Les ‘ Panhas ‘, ‘ Pannas ‘ ou ‘Möppkenbrot ‘ étroitement apparentés au Balkenbrij sont largement connus dans tout le nord-ouest de l’Allemagne ; la dernière variété est une spécialité de la moyenne Westphalie (*) et de la Rhénanie (**).
(*) La Westphalie est une région historique d’Allemagne, comprise entre la Weser et le Rhin inférieur. Dans la période actuelle, elle forme la partie nord-est du Land de Rhénanie-du-Nord-Westphalie avec des régions voisines en Basse-Saxe dans lesquelles le westphalien est parlé.
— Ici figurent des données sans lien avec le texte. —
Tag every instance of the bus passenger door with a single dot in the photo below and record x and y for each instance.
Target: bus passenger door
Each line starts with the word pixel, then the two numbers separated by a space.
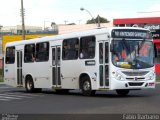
pixel 103 65
pixel 19 68
pixel 56 66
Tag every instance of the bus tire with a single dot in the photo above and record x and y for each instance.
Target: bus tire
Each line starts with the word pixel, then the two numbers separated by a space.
pixel 122 92
pixel 62 91
pixel 29 85
pixel 86 87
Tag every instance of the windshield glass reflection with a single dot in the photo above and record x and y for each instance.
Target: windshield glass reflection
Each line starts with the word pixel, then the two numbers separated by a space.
pixel 132 54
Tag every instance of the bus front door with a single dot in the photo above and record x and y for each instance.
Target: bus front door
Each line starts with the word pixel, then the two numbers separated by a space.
pixel 19 68
pixel 56 66
pixel 103 65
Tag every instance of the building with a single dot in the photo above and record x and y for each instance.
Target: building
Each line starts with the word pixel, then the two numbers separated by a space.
pixel 63 29
pixel 14 33
pixel 152 23
pixel 18 29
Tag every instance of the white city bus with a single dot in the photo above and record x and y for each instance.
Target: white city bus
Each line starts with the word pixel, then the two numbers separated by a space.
pixel 117 58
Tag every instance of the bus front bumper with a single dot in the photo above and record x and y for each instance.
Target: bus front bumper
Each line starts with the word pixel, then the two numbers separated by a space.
pixel 117 84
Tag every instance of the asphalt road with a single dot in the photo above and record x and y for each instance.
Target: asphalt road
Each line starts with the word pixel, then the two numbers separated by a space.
pixel 17 101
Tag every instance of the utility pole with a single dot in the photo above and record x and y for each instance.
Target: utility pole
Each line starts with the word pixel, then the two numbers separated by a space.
pixel 99 21
pixel 23 25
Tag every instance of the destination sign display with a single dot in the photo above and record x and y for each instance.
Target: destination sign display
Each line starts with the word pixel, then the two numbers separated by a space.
pixel 131 33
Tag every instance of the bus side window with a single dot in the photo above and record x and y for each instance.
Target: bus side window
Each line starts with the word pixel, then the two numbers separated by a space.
pixel 10 55
pixel 70 49
pixel 29 53
pixel 42 52
pixel 87 47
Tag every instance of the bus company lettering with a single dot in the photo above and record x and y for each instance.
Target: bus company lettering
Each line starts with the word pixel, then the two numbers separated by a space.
pixel 130 34
pixel 152 27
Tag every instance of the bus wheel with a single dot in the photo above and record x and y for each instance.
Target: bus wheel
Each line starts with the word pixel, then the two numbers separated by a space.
pixel 122 92
pixel 29 84
pixel 86 87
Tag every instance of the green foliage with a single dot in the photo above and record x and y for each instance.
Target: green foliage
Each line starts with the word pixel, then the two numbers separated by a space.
pixel 101 20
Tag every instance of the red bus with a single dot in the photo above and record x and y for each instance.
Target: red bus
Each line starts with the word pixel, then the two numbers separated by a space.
pixel 152 23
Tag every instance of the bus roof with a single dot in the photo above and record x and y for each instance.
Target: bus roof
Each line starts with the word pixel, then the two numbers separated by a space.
pixel 70 35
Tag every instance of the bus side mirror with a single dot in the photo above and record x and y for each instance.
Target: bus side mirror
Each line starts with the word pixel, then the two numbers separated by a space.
pixel 111 47
pixel 155 51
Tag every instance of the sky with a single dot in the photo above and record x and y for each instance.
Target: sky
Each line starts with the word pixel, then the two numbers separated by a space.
pixel 40 12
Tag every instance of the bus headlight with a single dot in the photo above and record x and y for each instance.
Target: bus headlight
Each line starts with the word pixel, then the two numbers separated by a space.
pixel 151 76
pixel 119 76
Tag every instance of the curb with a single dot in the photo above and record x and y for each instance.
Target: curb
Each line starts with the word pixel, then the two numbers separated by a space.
pixel 157 82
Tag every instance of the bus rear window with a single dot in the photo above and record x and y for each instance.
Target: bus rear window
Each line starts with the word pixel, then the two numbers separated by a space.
pixel 10 55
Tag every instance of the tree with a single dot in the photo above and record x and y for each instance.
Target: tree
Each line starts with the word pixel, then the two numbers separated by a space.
pixel 101 20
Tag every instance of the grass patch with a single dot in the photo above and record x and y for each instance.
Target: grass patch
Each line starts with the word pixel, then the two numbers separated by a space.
pixel 1 80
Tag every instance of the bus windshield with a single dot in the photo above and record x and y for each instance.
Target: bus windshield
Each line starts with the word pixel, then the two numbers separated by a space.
pixel 132 54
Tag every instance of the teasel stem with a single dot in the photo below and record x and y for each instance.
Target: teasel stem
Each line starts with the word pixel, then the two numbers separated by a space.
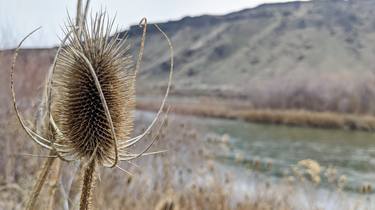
pixel 39 183
pixel 88 185
pixel 55 176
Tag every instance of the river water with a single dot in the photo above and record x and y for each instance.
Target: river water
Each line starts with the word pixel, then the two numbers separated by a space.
pixel 351 153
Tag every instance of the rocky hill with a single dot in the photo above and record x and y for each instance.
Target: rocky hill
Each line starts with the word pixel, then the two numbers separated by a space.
pixel 317 55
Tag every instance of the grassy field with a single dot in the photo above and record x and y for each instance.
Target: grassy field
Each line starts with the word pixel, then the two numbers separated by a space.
pixel 293 117
pixel 177 179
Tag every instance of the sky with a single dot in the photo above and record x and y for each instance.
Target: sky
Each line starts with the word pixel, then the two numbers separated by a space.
pixel 19 17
(**) La Rhénanie (en allemand : Rheinland ; en francique ripuaire : Rhingland ; en latin : Rhenania) est une région historique et culturelle de l’Ouest de l’Allemagne, qui doit son nom au Rhin qui la traverse. Elle regroupe les territoires principalement situés sur les rives du Rhin moyen et dans les plaines adjacentes au nord
Préparation : À l’origine, le balkenbrij était préparé dans les fermes à la fin du processus d’abattage des porcs, dans la marmite utilisée pour cuire les eaux grasses. Il a été consommé rapidement en raison de sa faible durée de conservation.
Il est traditionnellement composé de bouillon restant de la fabrication de saucisses comme la saucisse de foie, bouilli avec de la farine (et parfois du sang, qui fait passer la couleur du blanc au noir) et du bacon, ainsi que des restes et divers abats de l’animal comme le foie, les rognons et/ou les poumons (mou). Tous ces éléments sont cuits, moulus, puis cuits à nouveau avec de la farine (de blé ou de sarrasin) ou de flocons d’avoine, et un mélange d’épices spécial (appelé » rommelkruid « ) composé de réglisse, sucre, anis vert, cannelle, clou de girofle, poivre blanc, macis, gingembre en poudre et bois de santal, et enfin versé dans une casserole ou un moule et refroidi pour obtenir la forme d’un pain. Le pain de balkenbrij est ensuite tranché (environ 1 cm d’épaisseur), et les tranches sont saupoudrées de farine et frites, traditionnellement dans du saindoux.
Aujourd’hui, les produits destinés au grand marché de consommation sont spécialement fabriqués à partir d’une partie planifiée du porc abattu (sang, graisse, viande musculaire et parfois des abats tels que le foie ou l’estomac). Un ingrédient de base dans la plupart des versions allemandes est l’orge perlé.
Variantes : Il existe autant de recettes que de régions hollandaises, et la variété de la région de la Gueldre faite aux raisins secs est particulièrement connue. Le Balkenbrij est techniquement un parent du scrapple américain et est revendiqué comme un parent éloigné du boudin noir et du haggis écossais bien qu’il n’utilise pas de boyau, le trait distinctif du haggis.
Le balkenbrij était l’un des aliments classiques apportés par les colons néerlandais dans le Nouveau Monde.
Un exemple de recette est donné dans un livre de cuisine de 1936 publié à Holland, dans l’état du Michigan.